Furthermore, only the well-off can afford the hefty fee of more than €150 to take the Hpat test, placing a further obstacle in the way of ordinary students. The points system does not hinder anyone from pursuing their ambition because of lack of money.

Trinity College Dublin conducted an experiment in which students were invited to submit a personal statement. They said that this would enable them to get to know the student.

But they could not even confirm whether the student herself/himself had written the statement. How do you get to know a student by reading a statement written by somebody else? Personal statements are meaningless.

A game of chance

It has been suggested that the CAO could be tweaked to include class position, marks in subjects relevant to your course and assessing skills.

But exactly what skills would be assessed for a place in geography? Class position means that if you are a bright student, but unlucky enough to find yourself in a class with other bright students, your results will be downgraded.

On the other hand, if you are lucky enough not to have bright class-mates your results will be upgraded. A game of chance, based on the academic ability of your class-mates; not on your own ability. Logical?

Some have proposed that school-based assessment should have a role. For example, it has been said that it is possible for teachers to accurately assess their students.

This is untrue. What the accredited grades model showed was that grades provided by teachers in 2021 were 30 per cent higher than in 2020. Were some teachers promoting their students rather than assessing them?

Others say school-based projects, portfolio-based assessments, end-of-year interviews and credit-based modules can offer “rich experiences” in the assessment and reporting of students’ learning.

Have they not noticed the widespread inflating of school grades? No reliance can be placed on subjective school-based assessments.

It has also been stated by commentators that we all have much to learn from the pandemic and that the professional judgement of teachers can inform our reflections on these lessons.

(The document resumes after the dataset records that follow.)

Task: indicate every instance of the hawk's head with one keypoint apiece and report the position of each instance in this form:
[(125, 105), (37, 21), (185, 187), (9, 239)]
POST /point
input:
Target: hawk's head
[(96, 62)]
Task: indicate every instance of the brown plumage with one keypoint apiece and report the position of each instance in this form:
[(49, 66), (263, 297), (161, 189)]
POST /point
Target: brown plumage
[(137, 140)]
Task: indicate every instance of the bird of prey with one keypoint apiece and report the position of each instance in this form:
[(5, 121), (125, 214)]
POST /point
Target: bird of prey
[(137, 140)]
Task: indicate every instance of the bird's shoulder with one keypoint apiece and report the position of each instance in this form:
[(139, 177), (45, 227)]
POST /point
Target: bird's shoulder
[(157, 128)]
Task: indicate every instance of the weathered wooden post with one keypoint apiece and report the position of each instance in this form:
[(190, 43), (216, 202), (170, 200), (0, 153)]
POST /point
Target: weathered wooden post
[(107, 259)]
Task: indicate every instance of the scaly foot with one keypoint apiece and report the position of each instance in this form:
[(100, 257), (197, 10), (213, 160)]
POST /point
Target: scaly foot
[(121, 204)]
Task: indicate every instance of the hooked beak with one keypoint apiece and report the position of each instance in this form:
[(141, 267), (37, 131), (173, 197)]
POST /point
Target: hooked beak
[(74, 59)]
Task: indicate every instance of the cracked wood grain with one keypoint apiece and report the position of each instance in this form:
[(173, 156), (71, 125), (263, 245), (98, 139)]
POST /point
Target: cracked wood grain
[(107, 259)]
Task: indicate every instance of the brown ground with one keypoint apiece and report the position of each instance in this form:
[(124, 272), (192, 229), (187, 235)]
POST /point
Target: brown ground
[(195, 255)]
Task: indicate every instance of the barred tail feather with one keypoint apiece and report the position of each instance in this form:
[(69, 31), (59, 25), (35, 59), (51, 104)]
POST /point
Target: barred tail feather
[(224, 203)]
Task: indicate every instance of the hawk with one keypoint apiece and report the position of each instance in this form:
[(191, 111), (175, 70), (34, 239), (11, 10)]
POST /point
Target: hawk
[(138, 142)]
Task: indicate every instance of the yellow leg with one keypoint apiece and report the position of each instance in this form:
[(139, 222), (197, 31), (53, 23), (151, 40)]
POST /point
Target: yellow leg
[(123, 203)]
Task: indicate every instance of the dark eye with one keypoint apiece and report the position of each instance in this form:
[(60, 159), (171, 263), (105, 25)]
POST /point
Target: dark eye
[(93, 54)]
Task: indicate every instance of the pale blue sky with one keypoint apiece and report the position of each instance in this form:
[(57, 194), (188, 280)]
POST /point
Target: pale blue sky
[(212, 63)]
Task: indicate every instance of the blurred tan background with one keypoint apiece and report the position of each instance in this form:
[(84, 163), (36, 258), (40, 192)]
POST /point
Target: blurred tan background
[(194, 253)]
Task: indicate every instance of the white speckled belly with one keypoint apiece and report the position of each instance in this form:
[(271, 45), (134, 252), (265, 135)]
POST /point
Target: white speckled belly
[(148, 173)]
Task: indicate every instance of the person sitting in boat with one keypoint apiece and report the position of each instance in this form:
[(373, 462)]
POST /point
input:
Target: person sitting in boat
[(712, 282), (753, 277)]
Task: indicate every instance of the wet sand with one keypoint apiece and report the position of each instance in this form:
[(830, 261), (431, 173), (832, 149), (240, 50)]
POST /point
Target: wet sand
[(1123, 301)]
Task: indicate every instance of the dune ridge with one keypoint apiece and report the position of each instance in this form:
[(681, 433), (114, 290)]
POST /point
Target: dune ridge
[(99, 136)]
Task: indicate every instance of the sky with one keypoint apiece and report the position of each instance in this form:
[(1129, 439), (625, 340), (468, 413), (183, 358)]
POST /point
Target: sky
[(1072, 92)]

Lessons learned should be based on facts. The professional judgement of teachers is shown in the huge inflation in grades. This is a fact.

The suggested alternatives I have heard so far demonstrate the absence of rational thinking, based on evidence.

Yes, they portray a heart-warming concern to ease the burden on students – but they conveniently ignore the detrimental consequences of their woolly proposals.

Before any more “innovative” and “progressive” selection systems are resurrected would it be too much to ask that the proposers should say exactly how they would deal with the logistics; how surmount the failings of their subjective methodologies; and how ensure the equity, transparency and objectivity which the points system provides?

Specifics are required; waffle and wishful thinking are not enough.

The points system has given generations of talented and hard-working young people, who had no influential support, the opportunity to use their own academic ability to gain a third level place and secure a better future.

Before any thought is given to tampering with this straightforward, equitable and transparent system, serious questions need to be answered about proposed alternatives.